The frenzy to deny allegations of racism after Meghan's interview
After watching the 'no topics off limits' interview between Oprah and Meghan and Harry, many viewers were left shocked and appalled by the couple's stories and accounts, particularly regarding the reports that a member of the royal family had questioned Archie's skin colour. Another shocking and sad report was from Meghan herself, who said she experienced suicidal thoughts while in the royal family and was refused access to help by 'the institution'. But mainstream news media outlets all over the world appear to be more concerned with the idea and allegation of racism than the the stories themselves.
Many publications provided the platform for what have been described as 'older, white British citizens' to give their thoughts on the allegations of racism and the couple's decision to participate in the interview at all. Many reported feeling the interview was 'unbecoming,' and 'a shame,' and that the 'complaints' of racism are 'baseless' and 'undignified.'
British tabloids where covered with clippings and quotes from the interview today, and were reportedly 'divided' regarding the claims of racism. Unsurprisingly, Piers Morgan was one of the commentators who hasn't let the reports stop him. Watch the below clips with our favourite [insert descriptor here] speaking over his co-host on Good Morning Britain.
What's glaringly obvious from the commentary in the press is that powerful white individuals (the people at the top of these media outlets) still believe it's up to them to determine what is and is not racist.
Many articles published overnight have been titled in a way that sets out to explain why Meghan and Harry's stories, particularly around the allegations of racism, were devastating, upsetting, or otherwise. It begs the very obvious question, why does it need to be explained? Why do Black people and people of colour need to explain to the world why racism is upsetting, devastating, wrong? This is just one more instance of the groups of people subject to vitriol not only having to endure it, but also having to stand up and explain to others how it's upsetting.
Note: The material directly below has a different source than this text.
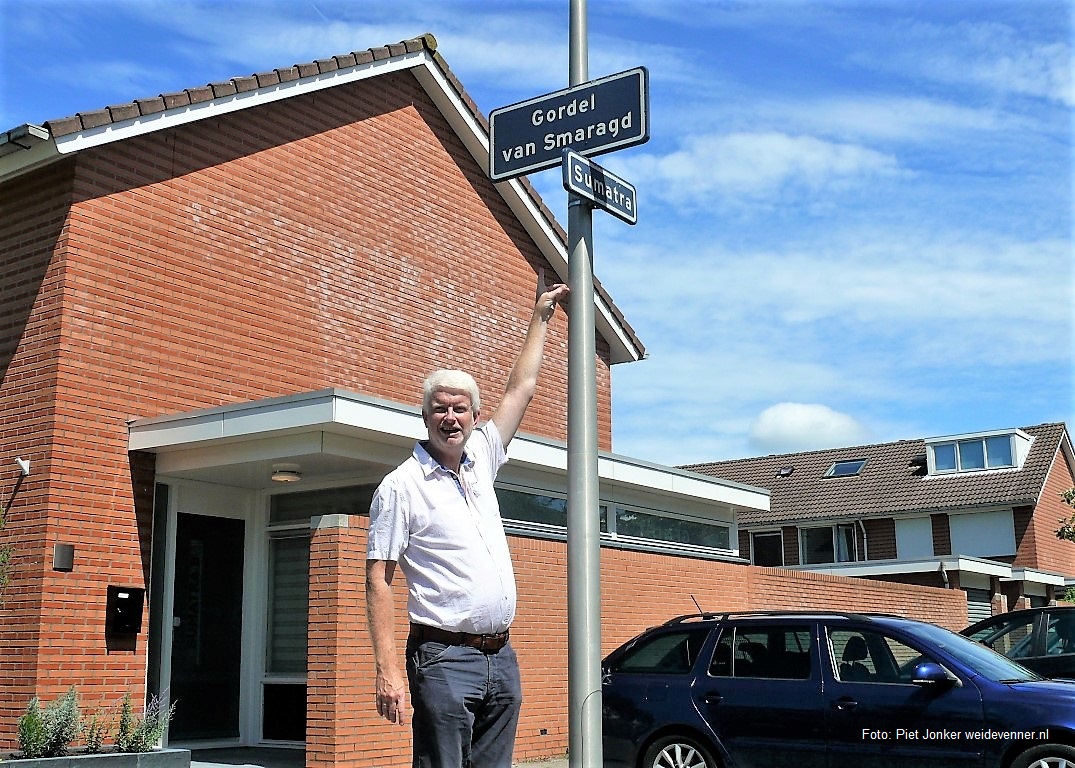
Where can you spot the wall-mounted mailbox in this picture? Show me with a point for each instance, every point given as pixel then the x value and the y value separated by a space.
pixel 124 610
At the very least, we owe it to them to figure that tricky one out for ourselves.
Charles Anson, the Queen's former press secretary and a white man told the BBC that he "[doesn't] think there’s a strand of racism within the royal household at all." He went on to say, “I think it’s much more, not even in the main print and broadcast media, I think such racism that exists tends to be most active on social media and individuals.”
Interestingly, one can draw some parallels between this statement and the call for individual responsibility in the fight against climate change, with companies that are huge polluters encouraging staff and the public to 'buy a Keep Cup' and 'recycle' instead of examining their own environmentally damaging practices.